OkeHukum

Masa Pandemi, Tahanan Polisi Over Kapasitas

RTP akan Dibangun di Eks Sampali

Medan | okemedan. Tahanan di sel Polres/tabes dan Polsek di jajaran Polda Sumut hampir semuanya mengalami over kapasitas imbas dari pandemi Covid-19. Penumpukan tahanan ini juga disebabkan karena pihak Lembaga Pemasyarakatan (Lapas) maupun Rutan tidak menerima tahanan titipan.

Menanggapi kondisi ini, Kabid Humas Polda Sumut Kombes Pol Tatan Dirsan Atmadja menyebutkan, Kapolda Sumut Irjen Pol Martuani Sormin telah berkoordinasi dengan pihak Lapas di Sumatera Utara.

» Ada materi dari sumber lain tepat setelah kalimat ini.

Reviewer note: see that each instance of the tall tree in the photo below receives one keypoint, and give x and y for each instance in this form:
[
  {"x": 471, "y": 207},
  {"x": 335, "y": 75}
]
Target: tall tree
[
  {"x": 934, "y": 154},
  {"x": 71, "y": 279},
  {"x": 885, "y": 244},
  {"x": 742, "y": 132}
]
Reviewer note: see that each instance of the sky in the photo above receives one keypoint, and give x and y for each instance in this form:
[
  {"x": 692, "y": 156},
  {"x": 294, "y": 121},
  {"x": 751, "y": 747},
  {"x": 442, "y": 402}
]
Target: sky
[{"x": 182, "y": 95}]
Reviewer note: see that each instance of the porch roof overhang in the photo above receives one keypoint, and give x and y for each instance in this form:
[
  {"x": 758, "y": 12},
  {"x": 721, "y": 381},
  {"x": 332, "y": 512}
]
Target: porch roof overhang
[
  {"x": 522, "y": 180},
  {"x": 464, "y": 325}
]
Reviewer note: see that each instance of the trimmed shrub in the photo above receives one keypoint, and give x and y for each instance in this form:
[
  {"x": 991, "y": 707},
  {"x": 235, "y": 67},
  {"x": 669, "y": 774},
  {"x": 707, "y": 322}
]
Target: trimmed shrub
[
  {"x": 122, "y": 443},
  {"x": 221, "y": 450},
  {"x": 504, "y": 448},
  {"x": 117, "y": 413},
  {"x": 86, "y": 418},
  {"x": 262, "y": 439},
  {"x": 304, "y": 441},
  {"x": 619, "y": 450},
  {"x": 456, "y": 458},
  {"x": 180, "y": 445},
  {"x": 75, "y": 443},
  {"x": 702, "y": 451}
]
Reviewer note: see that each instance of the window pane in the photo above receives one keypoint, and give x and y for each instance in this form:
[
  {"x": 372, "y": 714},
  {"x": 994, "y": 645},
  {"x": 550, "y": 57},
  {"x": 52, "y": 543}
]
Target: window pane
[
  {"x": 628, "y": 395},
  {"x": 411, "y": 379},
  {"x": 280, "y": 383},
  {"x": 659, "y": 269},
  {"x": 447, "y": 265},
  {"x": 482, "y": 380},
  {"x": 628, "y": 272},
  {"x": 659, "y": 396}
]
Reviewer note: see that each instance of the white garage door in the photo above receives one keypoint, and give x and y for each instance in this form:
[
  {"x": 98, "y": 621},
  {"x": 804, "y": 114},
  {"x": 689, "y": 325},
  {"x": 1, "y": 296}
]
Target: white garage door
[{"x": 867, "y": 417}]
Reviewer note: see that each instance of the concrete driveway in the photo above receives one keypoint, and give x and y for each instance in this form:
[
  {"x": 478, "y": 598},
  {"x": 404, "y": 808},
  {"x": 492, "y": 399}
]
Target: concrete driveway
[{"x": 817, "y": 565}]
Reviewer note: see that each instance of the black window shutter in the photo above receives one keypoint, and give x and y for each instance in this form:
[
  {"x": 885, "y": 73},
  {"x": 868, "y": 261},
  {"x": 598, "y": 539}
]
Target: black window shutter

Dalam koordinasi itu pihaknya berencana melakukan pembangunan atau merelokasi ruangan tahanan baru di eks Sekolah Polisi Sampali Sumut.

“Kita sudah koordinasi, dalam hal ini Krimum Poldasu dengan Lapas untuk membangun Rumah Tahanan Polisi (RTP) di eks Sampali,” kata Tatan, Senin (10/8/2020).

Namun, karena situasi saat ini masih pandemi Covid-19, pembangunan rumah tahanan itu masih ditunda.

“Situasi saat ini masih Covid-19, jadi pembangunannya tertunda sampai waktu yang belum ditentukan,” ucap Tatan.

Untuk saat ini, pihak kepolisian masih memanfaatkan secara maksimal ruangan tahanan yang ada menunggu pembangunan RTP yang baru.

“Memaksimalkan RTP yang ada, namun tetap menyesuaikan situasi,” sebut mantan Waka Polrestabes Medan itu.

Seperti yang dilakukan salah satu Polsek di jajaran Polrestabes Medan, sebut Kabid, membangun ruang tahanan sendiri dengan biaya swadaya sendiri. “Karena sudah over kapasitas, Polsek tersebut berinisiatif membangun ruang tahanan sendiri,” ucapnya.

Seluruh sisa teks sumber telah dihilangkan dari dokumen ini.